County changes vote on health insurance
Despite an April 10 vote to purchase employee health insurance from United HealthCare, commissioners on April 12 held a special meeting to reconsider, ultimately voting to rescind Monday’s decision and stick with Blue Cross Blue Shield.
The change-of-mind didn’t make UHC happy.
“UnitedHealthcare offered competitive rates and options in our bid to Marion County,” said Garrett Kasper, regional communication director for UHC. “Our proposal included programs designed to help improve the health of the county’s employees, with the goal to create a sustainable financial arrangement for the county to provide employee health benefits. We are disappointed to learn the county changed course after initially selecting our bid and we are reviewing potential options.”
The change came about when county clerk Tina Spencer notified BCBS on Tuesday that the county would not renew its contract for the coming year. BCBS responded with a lower quote for a non-grandfathered plan. That quote was lower than their previous two quotes and slightly higher than UHC’s quote commissioners had selected last Monday.
BCBS’s previous quotes had been $1,000,429 on a grandfathered plan and $939,177 for a non-grandfathered plan.
Eleven county employees attended the special meeting to voice their opinions regarding their health insurance benefits. An employee survey showed support for keeping BCBS and those present vigorously defended that position.
Commissioner Dianne Novak questioned whether changing the vote was a legal move and why the county should pay more than the plan accepted on April 10.
“Are we giving Blue Cross Blue Shield a second chance to bid?” Novak asked.
Commission chair Randy Dallke said the new information was “yelling at me” and added that BCBS “has been good to work with.”
Novak said a county administrator would have gathered all the information at the same time.
Dallke became hostile, raising his voice and saying the decision “needs to be employer-employee based.”
Deputy Mike Ottensmeier said he’d had UHC before and the company was “very hard to deal with.” Ottensmeier said he’d be willing to pay more money out of his pocket to stay with BCBS, even without a raise.
Emergency Medical Director Ed Debesis said a company he used to work for had UHC one year and changed back.

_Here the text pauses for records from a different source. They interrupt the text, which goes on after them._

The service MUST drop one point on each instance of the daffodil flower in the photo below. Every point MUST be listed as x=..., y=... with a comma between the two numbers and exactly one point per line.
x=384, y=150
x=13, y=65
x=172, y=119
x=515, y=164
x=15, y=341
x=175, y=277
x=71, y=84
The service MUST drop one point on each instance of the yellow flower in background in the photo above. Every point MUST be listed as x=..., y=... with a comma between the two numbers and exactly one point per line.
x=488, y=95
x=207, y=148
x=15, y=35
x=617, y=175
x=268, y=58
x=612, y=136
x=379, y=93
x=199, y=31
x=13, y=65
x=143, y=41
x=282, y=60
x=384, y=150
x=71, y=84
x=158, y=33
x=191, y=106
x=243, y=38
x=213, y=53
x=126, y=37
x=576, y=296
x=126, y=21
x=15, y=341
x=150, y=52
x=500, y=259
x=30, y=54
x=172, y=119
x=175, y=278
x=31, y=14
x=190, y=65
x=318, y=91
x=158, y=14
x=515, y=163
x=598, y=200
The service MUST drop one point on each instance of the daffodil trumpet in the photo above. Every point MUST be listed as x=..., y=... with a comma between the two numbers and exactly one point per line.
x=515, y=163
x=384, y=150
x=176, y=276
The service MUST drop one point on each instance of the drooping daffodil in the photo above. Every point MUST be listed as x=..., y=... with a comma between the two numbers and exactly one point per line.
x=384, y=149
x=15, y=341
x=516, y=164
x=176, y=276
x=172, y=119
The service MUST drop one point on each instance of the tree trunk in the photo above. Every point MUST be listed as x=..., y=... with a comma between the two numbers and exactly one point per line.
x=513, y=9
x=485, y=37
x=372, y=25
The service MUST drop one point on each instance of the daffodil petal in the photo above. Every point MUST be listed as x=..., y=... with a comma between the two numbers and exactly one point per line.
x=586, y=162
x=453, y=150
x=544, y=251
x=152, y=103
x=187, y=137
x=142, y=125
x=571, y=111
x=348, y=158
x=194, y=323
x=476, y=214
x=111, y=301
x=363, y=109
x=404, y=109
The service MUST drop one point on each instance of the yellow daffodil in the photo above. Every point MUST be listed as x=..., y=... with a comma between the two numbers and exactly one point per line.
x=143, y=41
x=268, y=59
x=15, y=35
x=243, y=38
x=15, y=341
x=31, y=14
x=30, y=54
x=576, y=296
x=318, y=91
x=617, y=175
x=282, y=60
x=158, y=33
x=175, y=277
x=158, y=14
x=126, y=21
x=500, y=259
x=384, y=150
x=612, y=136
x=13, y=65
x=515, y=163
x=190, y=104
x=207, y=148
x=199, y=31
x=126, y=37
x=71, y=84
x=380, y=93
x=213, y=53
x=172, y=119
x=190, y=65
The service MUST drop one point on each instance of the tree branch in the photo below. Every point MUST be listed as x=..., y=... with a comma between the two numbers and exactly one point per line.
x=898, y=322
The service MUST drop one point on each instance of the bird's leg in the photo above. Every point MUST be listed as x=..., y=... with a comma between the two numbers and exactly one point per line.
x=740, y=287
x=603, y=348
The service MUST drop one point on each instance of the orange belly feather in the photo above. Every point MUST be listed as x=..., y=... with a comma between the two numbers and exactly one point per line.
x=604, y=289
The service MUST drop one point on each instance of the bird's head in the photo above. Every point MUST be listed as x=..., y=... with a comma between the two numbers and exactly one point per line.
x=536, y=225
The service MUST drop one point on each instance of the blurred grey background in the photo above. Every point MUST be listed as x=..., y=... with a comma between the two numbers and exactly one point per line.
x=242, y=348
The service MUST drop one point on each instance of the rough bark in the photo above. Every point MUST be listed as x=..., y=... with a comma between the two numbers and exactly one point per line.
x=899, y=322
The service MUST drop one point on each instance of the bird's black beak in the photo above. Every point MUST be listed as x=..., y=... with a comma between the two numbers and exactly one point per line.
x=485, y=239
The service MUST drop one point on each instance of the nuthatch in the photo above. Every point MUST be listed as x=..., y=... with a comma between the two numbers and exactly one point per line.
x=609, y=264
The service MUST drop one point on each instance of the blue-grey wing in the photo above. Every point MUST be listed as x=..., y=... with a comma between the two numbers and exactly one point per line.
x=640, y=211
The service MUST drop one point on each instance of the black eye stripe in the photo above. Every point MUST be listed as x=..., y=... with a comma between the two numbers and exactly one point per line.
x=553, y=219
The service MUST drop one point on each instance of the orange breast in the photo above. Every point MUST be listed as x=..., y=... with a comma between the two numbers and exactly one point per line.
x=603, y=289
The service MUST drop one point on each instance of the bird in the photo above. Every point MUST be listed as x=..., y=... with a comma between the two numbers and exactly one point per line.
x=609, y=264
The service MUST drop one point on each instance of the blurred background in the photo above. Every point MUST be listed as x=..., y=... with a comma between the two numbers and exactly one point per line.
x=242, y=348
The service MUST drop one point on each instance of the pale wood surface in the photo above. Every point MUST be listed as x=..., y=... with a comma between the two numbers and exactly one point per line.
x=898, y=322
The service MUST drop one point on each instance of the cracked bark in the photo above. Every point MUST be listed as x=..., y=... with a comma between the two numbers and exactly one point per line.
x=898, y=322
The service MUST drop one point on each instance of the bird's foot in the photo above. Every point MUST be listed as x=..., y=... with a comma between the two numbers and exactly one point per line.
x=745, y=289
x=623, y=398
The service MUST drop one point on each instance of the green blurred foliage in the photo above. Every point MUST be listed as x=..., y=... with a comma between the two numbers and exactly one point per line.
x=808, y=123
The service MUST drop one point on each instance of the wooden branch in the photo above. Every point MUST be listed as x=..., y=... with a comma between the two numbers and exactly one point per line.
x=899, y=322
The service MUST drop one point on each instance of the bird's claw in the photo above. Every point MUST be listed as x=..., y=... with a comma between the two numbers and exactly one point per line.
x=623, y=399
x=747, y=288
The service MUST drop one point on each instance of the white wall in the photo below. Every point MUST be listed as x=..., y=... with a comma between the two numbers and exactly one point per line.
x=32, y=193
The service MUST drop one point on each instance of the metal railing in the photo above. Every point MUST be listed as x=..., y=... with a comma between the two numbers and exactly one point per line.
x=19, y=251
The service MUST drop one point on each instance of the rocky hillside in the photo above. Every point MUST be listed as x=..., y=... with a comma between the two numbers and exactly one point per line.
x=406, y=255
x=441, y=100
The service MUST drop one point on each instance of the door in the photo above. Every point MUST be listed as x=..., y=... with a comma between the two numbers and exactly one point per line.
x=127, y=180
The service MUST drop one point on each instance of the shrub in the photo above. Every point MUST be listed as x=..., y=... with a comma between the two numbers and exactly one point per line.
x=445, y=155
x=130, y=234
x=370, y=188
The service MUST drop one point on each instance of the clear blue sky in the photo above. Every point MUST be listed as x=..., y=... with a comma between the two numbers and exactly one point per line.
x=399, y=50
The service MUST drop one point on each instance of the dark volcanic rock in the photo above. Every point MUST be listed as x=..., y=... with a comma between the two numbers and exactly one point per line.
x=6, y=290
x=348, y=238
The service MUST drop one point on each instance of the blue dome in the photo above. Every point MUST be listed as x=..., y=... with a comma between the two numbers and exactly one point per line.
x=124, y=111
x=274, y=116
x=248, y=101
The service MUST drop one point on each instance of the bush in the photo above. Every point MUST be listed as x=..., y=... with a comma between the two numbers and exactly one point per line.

Novak said the only way she’d go for the change is if employees are willing to pay the difference between the cost of UHC and the cost of BCBS, because she wanted to be fair to taxpayers.
Employees responded with remarks that they are taxpayers.
Commissioner Kent Becker moved to rescind Monday’s vote, increase employees’ share of insurance by $40, and accept BCBS insurance.
County counsel Susan Robson, contacted later, said she sees no problem with commissioners changing their minds on the insurance.
“I think it’s OK because it wasn’t a process of taking sealed bids,” Robson said.
“Nothing the governing body does is cast in stone,” said Larry Baer, general counsel for the Kansas League of Municipalities. “They can undo it and do something different. There may or may not be consequences. I wouldn’t want to speculate on what those consequences might be.”